Il fait bon, les pulls sont bouclés autour de tailles parfois fines parfois marquées par l’abus de bière, les épaules sont nues ou à peine couvertes. Les lumières de la ville brillent de multiples couleurs.
On déambule au long des trottoirs, on s’arrête devant les vitrines, on y admire des objets que l’on n’achètera jamais, trop chers ou trop laids, trop quelque chose, ou pas assez.
Plus loin une épicerie, un « Couche-Tard », offre encore ses étals de fruits et de légumes, des conserves et des bouteilles de vin que de nombreux étudiants apporteront avec eux au restaurant et que le serveur débouchera sans sourciller et avec le sourire. Ailleurs une boîte de nuit déverse ses décibels sur le trottoir et les pousse jusque dans les oreilles des fumeurs sortis s’emplir les poumons ou se vider les tympans.
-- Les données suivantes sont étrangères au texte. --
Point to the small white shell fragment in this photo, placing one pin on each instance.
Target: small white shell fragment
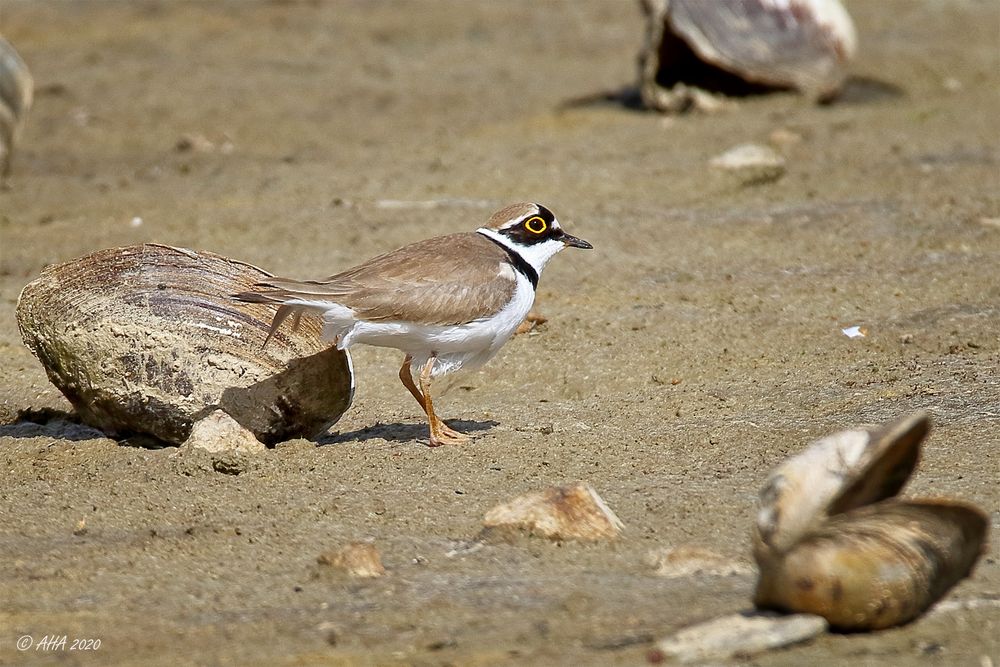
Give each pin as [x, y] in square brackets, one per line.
[16, 93]
[690, 561]
[740, 634]
[358, 559]
[856, 331]
[218, 432]
[573, 512]
[749, 156]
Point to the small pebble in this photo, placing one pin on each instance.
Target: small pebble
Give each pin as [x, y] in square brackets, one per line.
[573, 512]
[358, 559]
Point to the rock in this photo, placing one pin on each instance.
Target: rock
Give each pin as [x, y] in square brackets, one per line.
[739, 634]
[690, 561]
[146, 339]
[573, 512]
[218, 432]
[358, 559]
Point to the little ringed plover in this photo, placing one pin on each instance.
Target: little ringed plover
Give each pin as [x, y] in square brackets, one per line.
[447, 303]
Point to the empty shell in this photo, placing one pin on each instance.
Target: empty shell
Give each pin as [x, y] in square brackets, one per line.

Il y a tant de monde sur les trottoirs, tant de vie et de sérénité malgré le bruit et les voitures, tant de jeunes à faire la queue devant les restaurants que l’on oublie que là aussi la misère est venue se nicher. Sans agressivité, résignée, soumise à un espoir ténu, celui de s’en sortir. Un jour... Quel talent s’est-il cru celui-ci ? Il jongle avec trois quilles que son ébriété fera choir. Quel drame familial a fui cette autre qui n’a que son chien et sa couverture ? Assise dans le renfoncement d’un commerce fermé, près de la boîte de nuit, elle regarde ces autres jeunes, elle les admire peut-être. Les envie-t-elle ? Elle seule pourrait le dire mais elle se tait. Son silence lui vaut quelques piécettes. Une jeune femme sortie d’une épicerie voisine lui tend un sac :
- Pour vous aider, pour vous en sortir demain peut-être, lui dit-elle.
Ici la solidarité est à tous les coins de rue, spontanée. Peut-être le lointain héritage d’une vie incertaine dans un pays hostile.
Moins astucieux ou plus résigné, un pauvre type est assis plus loin contre une façade, dans l’ombre. Il regarde passer les voitures. La plupart sont belles, Buick, Chevrolet, Cadillac, Porsche, Lexus, l’abondance mécanisée se doit d’être ostentatoire. Je m’approche. Il est ivre, sa tête balance. Deux pièces sorties de ma poche, sans que je sache comment, tombent dans son bol. Il balbutie un galimatias de mots que je ne comprends pas, se lève en titubant et va vomir le long du trottoir sur les roues du superbe coupé Bentley que je n’avais même pas remarqué.